Another issue would be that adding a lymph system adds channel resistance +3 as well as +3 to fort-saves for the automaton – per se nice. However, channel energy usually deals damage to the living or undead – not constructs. It requires the variant channeling provided by the Forge portfolio to heal constructs via channel energy and damaging them via the channeling of an opposing energy is impossible until the mechromancer reanimated the automaton – prior to that, constructs are neither harmed, nor healed by positive or negative energy since they are neither living, nor undead. – i.e. channel resistance only applies once the automaton has been revived – prior to that, the ability implies that automata can be hit by negative or positive energy, which they RAW can’t.
Mechromancers may also add a secondary bite attack to their arsenal, I assume at the standard 1d4 for small creatures, but actually listing the damage said attack deals would have been helpful.
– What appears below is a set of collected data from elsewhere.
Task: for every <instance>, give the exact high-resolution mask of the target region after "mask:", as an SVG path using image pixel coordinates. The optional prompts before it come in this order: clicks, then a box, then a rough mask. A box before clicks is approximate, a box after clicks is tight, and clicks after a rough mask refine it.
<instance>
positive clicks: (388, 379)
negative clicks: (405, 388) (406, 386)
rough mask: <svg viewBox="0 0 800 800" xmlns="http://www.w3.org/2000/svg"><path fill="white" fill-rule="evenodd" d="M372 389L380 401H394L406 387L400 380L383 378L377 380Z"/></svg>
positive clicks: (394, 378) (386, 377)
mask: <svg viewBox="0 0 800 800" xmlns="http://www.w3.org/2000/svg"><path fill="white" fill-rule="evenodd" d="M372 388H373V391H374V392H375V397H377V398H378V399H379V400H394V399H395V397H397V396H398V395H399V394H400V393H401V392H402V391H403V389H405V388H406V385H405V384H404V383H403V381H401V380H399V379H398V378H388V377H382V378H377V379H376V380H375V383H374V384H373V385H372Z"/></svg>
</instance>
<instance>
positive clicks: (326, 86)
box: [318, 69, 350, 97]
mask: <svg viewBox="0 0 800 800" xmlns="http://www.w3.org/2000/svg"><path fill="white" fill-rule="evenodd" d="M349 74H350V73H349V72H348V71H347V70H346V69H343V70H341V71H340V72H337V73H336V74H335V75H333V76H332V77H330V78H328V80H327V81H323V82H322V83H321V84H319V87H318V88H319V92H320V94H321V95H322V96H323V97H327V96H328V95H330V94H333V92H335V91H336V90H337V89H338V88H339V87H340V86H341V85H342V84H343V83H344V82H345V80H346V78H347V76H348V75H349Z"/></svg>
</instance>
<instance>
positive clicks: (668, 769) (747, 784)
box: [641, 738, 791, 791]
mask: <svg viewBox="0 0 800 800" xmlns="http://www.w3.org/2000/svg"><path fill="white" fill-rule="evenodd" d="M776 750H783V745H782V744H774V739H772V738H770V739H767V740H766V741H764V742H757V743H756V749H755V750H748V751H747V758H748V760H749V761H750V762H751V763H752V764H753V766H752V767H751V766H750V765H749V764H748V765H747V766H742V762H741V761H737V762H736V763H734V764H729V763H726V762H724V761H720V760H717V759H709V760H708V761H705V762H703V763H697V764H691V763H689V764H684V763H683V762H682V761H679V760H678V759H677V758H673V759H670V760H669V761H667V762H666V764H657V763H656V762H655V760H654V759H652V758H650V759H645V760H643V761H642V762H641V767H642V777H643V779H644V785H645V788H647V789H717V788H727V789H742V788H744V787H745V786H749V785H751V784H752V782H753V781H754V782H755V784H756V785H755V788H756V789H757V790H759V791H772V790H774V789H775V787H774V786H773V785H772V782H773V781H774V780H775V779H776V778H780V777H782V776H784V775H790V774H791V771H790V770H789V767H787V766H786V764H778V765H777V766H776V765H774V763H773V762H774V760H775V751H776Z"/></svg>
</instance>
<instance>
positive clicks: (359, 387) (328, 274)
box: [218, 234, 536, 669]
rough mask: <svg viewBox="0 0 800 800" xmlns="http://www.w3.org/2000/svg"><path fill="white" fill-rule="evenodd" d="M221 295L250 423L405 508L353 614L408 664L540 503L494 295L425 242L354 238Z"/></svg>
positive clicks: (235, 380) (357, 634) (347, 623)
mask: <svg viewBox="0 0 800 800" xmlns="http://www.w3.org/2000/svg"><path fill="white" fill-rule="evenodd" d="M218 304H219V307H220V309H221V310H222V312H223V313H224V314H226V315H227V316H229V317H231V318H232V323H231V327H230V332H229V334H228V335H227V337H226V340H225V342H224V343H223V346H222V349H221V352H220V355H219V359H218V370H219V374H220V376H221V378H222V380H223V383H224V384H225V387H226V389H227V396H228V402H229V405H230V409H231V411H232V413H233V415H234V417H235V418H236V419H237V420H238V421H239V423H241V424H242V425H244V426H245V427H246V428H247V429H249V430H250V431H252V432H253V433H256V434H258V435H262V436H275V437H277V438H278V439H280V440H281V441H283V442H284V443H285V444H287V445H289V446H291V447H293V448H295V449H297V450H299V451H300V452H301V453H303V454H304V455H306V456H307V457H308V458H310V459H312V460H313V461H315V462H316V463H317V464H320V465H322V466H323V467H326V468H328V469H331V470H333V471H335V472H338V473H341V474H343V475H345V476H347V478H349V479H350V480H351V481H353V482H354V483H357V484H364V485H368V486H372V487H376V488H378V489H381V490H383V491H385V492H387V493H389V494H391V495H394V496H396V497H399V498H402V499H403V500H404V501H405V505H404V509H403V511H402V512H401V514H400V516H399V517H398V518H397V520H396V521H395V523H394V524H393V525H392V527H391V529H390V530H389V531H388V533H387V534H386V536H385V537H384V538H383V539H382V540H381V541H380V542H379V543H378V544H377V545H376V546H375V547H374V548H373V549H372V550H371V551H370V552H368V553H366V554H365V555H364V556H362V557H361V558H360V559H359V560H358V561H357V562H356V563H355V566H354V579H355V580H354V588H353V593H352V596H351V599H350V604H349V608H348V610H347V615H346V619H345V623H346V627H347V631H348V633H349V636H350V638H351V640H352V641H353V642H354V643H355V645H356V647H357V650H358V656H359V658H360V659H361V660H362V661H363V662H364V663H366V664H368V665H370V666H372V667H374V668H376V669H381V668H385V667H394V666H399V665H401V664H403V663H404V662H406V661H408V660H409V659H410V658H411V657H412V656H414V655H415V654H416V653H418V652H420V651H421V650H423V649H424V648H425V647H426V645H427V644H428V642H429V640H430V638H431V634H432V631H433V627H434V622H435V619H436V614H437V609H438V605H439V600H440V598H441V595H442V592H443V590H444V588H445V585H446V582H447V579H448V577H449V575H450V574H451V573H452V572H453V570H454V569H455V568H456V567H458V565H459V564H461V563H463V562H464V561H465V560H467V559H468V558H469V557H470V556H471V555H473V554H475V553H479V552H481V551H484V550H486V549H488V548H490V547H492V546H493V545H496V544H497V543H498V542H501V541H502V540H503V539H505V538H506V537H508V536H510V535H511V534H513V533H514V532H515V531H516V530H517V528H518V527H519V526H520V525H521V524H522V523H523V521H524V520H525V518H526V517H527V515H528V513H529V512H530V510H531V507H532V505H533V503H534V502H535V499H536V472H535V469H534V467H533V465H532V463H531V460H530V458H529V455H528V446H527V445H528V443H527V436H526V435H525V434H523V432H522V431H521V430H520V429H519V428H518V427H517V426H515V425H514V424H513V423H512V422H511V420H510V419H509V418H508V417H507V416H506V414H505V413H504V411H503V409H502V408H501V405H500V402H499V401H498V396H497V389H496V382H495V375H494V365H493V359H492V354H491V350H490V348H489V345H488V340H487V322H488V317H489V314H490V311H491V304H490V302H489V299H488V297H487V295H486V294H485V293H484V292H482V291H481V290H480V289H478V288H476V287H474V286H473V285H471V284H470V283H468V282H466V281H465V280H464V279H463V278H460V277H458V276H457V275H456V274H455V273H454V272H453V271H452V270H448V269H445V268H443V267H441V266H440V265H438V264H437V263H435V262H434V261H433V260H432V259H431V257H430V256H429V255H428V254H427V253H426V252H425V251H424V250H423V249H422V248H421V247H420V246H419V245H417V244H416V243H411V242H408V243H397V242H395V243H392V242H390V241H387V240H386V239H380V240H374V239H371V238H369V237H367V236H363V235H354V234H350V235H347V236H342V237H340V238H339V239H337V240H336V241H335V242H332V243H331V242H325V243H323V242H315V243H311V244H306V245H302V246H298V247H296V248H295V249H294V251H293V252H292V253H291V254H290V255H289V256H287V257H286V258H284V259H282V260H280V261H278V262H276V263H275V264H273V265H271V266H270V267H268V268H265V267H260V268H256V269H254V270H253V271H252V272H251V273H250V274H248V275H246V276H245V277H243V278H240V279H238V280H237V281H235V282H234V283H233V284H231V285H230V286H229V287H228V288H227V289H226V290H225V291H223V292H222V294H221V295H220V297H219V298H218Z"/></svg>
The Mechromancer’s Alpha also starts to radiate a permanent aura s per the desecrate spell and later adds the channel resistance provides by unhallow to its array, but not the other abilities of aforementioned spell.
Conclusion:
Editing and formatting are not up to the level of quality I’ve come to expect from Interjection Games – from the missing skill points per level to non-italicized spells and minor typos, for such a short pdf the amount of glitches is too high for my tastes. Layout adheres to Interjection Games’ neat 2-column b/w-standard and the product does feature some nice b/w-stock artworks. The pdf has no bookmarks, but needs none at this length.
I really wanted to like the mechromancer- it really caters to my sentiments and has a delightful mad science-feel in concept. In execution, though, I think it unfortunately falls rather flat: From the missing skills per level to the uninspired capstone, the PrC feels a bit raw and less imaginative than its concept deserves – while the necromantic additions to the automata are great, as is the option to temporarily revive them, they do suffer from some problematic uses of the rules-language and over all require more clarification regarding when/if they count as undead, constructs etc.. And they only cover one half of the equation: “Theurge” implies a duality and this pdf misses the awesome chance of adding inventions to the undead – the class essentially is a one-way street, only one side of the coin, and feels honestly cut down, like it was supposed to be so much more. Were it only for unrealized potential, I wouldn’t have rated this pdf down as much – but with the glitches that actually severely impede the functionality of the class, I am left with no choice in spite of liking the concept of this PrC: My final verdict will clock in at a final verdict of 1.5 stars, rounded up to 2 for the purpose of this platform.